Il metodo prevede di dividere il foglio in 2 colonne, una più stretta a sinistra e una più larga (almeno il doppio) a destra. In fondo si lasciano delle righe. Vedi l'immagine sotto:

cornell_notes1) Appunti: la colonna più larga è quella degli appunti. Qui si prende nota delle idee più importanti, fatti, si parafrasano i contenuti più ampi. Si utilizzano frasi semplici e corte, abbreviazioni, tutto quanto possa togliere tempo e attenzione dalla trascrizione delle informazioni e lasci più risorse mentali per la riflessione e i collegamenti.

2) Spunti: nella colonna stretta degli "spunti" si segnano: argomenti, parole chiave, domande importanti, ecc.

3) Riassunto: si lasciano cinque / sei righe in fondo al foglio per riassumere brevemente gli appunti presi.

In alto conviene segnare titolo degli appunti, data, materia, infine tutto ciò che può rendere facile recuperare e identificare gli appunti


LE 5 "R" DEL METODO CORNELL

cornell41. Registrare: durante una lezione o lo studio di un testo si prende nota di quanti più fatti e informazioni utili possibile.

2. Ridurre: quanto prima, dopo la lezione, le idee e i fatti negli appunti sono ridotti a domande, argomenti, parole chiave nella colonna di sinistra. Questo passaggio chiarisce significati e relazioni tra i concetti, facilita la comprensione e la memorizzazione.

3. Recitare: lo studente prova a coprire la colonna destra degli appunti e, basandosi solo sugli spunti a sinistra, cerca di ripetere ad alta voce la lezione o il contenuto studiato. Questo passaggio favorisce il processo di memorizzazione delle informazioni.

4. Riflettere: riflettendo sugli appunti e parole chiave, lo studente organizza la propria visione generale dell'argomento e ne scrive un riassunto sulle ultime righe del foglio. Questo passaggio favorisce la selezione e categorizzazione delle informazioni. Più ordine e organicità si dà al materiale da studiare, più facile sarà poi memorizzarlo.

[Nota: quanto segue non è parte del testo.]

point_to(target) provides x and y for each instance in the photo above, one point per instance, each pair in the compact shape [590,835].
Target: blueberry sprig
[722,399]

5. Ripassare: il foglio degli appunti deve essere consultato frequentemente. Grazie alla sua forma e al lavoro di elaborazione già svolto, il ripasso porterà via poco tempo e consoliderà la comprensione e il ricordo di grandi quantità di informazioni.


C'E' ANCHE UN SOFTWARE!

notalon


Si chiama Notalon. Io lo sto già provando. E' molto semplice ma funzionale, gratuito e disponibile sia per Windows sia per Mac (mi sembra anche Linux).

Diversamente da Word o altri programmi per elaborare testi, Notalon fa un'unica cosa: permette di prendere appunti a destra e segnare parole chiave a sinistra, proprio la base del metodo Cornell. E' possibile poi stampare tutto oppure esportare automaticamente in PDF.

    Potete scaricare Notalon qui (Win).

Per chi invece preferisce visualizzare in maniera esplicità le relazioni tra le informazioni, niente di meglio delle mappe concettuali e mentali. Crearne di complesse può tuttavia portare via parecchio tempo. Vedete cosa funziona meglio per voi.


E ALLE ELEMENTARI?

Questo post è molto utile per ragazzi delle superiori e università... ma anche medie.

A dire il vero, seguo un bambino con dislessia e disortografia che attualmente frequenta l'ultimo anno di scuola primaria. Tra le sue difficoltà c'è senz'altro quella di leggere, ma temo che passando alle medie il suo problema maggiore sarà in sostanza lo studio.

Il suo metodo di apprendimento è attualmente quella di memorizzare ogni informazione, quasi tutto a memoria. Al momento se la cava molto bene. Ma, mi chiedo, il prossimo anno alle medie, quando la quantità di informazioni da apprendere e l'autonomia richiesta saranno molto maggiori, come farà?

Prevedo che per mantenere questo metodo basato sulla memorizzazione (spesso con la mamma accanto che legge per lui i libri... cosa da evitare... avete letto i consigli per genitori sui compiti a casa?) dovrà passare molte frustranti ore a studiare.

Quindi già da un po' gli insegno a studiare "come alle medie"... argomenti, parole chiave, appunti essenziali. Sono stupito di quanto bene abbia recepito il metodo!

Nella mia esperienza, quindi, le basi del metodo Cornell applicate allo studio sono già utili dai primi anni elementare. Commenti?